I have Google Alerts :)
October 22, 2008 by Michael Dubakov (not verified), 1 year 15 weeks ago
Comment id: 1937
[offtopic] I don't say anything bad about other agile tools. I do respect all the tools on the market and all the companies behind. Just trying to make TargetProcess more visible to people. The choice should exist, isn't it?
Scrum Tool
October 31, 2008 by Anonymous (not verified), 1 year 14 weeks ago
Comment id: 1964
I suggest you try Caimito One Team or visit the wiki from Caimito One Team (http://wiki.caimito.net/display/AGILE/Home). Caimito One team is a helpful tool for Agile Development based on Scrum.
Tried All Three Products
November 6, 2008 by Derick Dawson (not verified), 1 year 13 weeks ago
Comment id: 1979
Our Team has tried and extensively studied all 3 of the main products - VersionOne, ScrumWorks, and Ralley. Although all have some good things and some bad things, we are definitely going with VersionOne. Yes it does have more flexibility and this was a major help for us to stream-line our agile projects and work into it coming out of waterfall. We made sure our scrum masters were getting their teams to use best practices and in the end if things are done right the flexibility of VersionOne actually helped us funnel into doing Agile properly and our team was much more willing to accept it and now we are pumping out 2 week iterations and not missing deadlines and doing true agile programming with 4 of our teams.

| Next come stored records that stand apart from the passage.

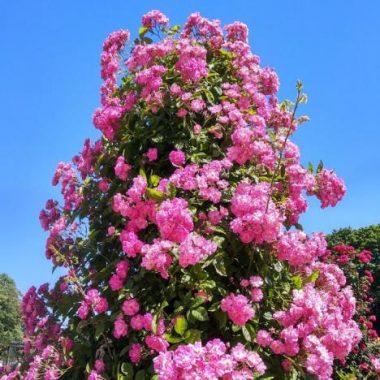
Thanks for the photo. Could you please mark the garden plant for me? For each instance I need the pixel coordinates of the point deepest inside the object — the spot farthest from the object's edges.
(179, 228)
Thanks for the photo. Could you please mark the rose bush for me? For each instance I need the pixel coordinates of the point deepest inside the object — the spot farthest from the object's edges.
(359, 267)
(179, 227)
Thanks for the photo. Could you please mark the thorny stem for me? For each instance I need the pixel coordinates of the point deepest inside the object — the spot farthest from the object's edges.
(299, 89)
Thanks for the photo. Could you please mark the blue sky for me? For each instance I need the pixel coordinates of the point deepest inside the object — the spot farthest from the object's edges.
(49, 70)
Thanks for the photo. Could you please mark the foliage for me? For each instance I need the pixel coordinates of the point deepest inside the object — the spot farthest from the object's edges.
(179, 227)
(358, 254)
(365, 238)
(10, 316)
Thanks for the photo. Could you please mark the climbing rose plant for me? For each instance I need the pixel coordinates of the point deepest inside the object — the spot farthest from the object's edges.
(179, 228)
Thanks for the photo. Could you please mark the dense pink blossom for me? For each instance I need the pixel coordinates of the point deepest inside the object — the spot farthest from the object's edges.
(194, 249)
(177, 157)
(130, 307)
(156, 257)
(211, 361)
(174, 220)
(298, 249)
(122, 168)
(329, 188)
(257, 218)
(238, 308)
(120, 328)
(154, 18)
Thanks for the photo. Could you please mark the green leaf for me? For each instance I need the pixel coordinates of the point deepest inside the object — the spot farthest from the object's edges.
(140, 375)
(192, 336)
(246, 334)
(127, 370)
(154, 180)
(297, 281)
(173, 339)
(278, 267)
(142, 173)
(314, 276)
(180, 325)
(320, 166)
(155, 194)
(220, 265)
(99, 330)
(268, 315)
(221, 317)
(200, 314)
(142, 31)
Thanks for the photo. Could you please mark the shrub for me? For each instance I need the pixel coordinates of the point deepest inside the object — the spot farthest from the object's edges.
(179, 227)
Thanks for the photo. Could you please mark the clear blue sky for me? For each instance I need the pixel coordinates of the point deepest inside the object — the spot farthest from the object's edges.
(49, 68)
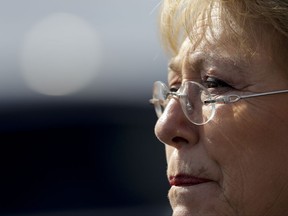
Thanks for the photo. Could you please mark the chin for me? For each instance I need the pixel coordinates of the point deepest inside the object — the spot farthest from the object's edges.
(200, 200)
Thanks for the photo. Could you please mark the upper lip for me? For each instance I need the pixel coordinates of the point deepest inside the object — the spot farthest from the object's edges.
(186, 180)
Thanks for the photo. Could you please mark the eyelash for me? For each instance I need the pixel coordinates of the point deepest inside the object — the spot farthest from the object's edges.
(210, 83)
(213, 82)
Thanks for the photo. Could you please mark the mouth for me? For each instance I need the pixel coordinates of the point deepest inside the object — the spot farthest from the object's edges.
(186, 180)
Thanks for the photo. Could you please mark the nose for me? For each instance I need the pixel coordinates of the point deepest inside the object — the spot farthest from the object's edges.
(174, 129)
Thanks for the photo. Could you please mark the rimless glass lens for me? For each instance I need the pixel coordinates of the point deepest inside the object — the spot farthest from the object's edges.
(193, 98)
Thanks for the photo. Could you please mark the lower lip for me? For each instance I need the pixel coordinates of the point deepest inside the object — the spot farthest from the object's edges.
(186, 180)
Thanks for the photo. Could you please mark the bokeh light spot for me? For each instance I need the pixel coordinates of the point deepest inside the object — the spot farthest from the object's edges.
(61, 55)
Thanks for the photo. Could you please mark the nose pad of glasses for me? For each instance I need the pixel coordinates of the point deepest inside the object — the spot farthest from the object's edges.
(189, 107)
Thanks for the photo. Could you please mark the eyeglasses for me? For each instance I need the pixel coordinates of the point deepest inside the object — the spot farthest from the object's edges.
(197, 103)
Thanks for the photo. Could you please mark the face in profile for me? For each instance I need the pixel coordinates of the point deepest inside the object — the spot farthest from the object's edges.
(236, 164)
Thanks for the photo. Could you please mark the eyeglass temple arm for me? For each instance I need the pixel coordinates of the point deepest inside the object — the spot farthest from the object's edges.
(234, 98)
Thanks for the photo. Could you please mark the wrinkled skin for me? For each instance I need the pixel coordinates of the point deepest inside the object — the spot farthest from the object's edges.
(243, 150)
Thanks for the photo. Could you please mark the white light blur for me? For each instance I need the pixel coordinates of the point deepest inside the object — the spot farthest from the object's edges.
(61, 55)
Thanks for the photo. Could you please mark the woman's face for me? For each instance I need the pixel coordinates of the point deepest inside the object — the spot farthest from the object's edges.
(236, 164)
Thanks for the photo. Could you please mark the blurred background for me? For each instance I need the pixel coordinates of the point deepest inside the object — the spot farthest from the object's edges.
(76, 128)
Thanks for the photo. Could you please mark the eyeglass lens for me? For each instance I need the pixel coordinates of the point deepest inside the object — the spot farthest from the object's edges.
(191, 96)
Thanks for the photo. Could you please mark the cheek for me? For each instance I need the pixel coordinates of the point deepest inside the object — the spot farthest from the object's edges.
(251, 152)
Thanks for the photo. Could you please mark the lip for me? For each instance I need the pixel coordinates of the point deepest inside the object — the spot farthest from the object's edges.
(186, 180)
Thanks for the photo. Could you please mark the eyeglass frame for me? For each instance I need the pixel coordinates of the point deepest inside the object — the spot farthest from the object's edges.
(222, 99)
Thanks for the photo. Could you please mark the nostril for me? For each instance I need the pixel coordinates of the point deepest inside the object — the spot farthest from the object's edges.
(180, 140)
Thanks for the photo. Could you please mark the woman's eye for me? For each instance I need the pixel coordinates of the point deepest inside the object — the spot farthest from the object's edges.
(173, 89)
(212, 82)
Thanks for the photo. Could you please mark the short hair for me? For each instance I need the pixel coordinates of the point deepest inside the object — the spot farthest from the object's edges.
(238, 18)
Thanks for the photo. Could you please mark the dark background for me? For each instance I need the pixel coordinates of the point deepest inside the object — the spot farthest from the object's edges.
(90, 151)
(59, 158)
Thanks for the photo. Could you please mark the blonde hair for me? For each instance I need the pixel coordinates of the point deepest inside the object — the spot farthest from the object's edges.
(241, 20)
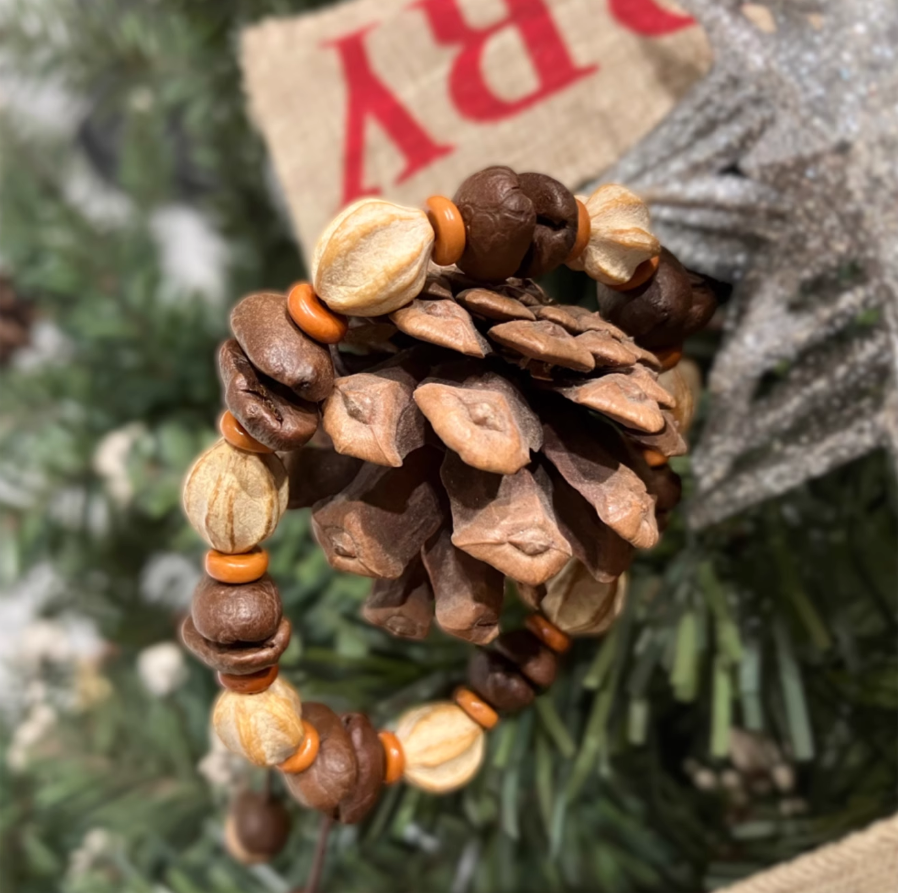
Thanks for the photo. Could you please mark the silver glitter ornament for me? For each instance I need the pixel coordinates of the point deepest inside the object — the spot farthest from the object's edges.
(779, 173)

I would suggest looking at all but we did and our Vote was VersionOne. Their Customer service is the best I have ever seen, if I ever have a question I have tons of resources and they are always available and happy to help. Two Thumbs Up!
Derick
webreport
July 1, 2009 by Anonymous (not verified), 31 weeks 5 days ago
Comment id: 2795
The problem with the web reports in scrumworks is that always the latest ones are visible even if we had saved the previous ones, it always overwrites with the latest data. So all the links that you had saved point to the same latest report. Has any one experienced it and what is the solution. This is very annoying and useless feature.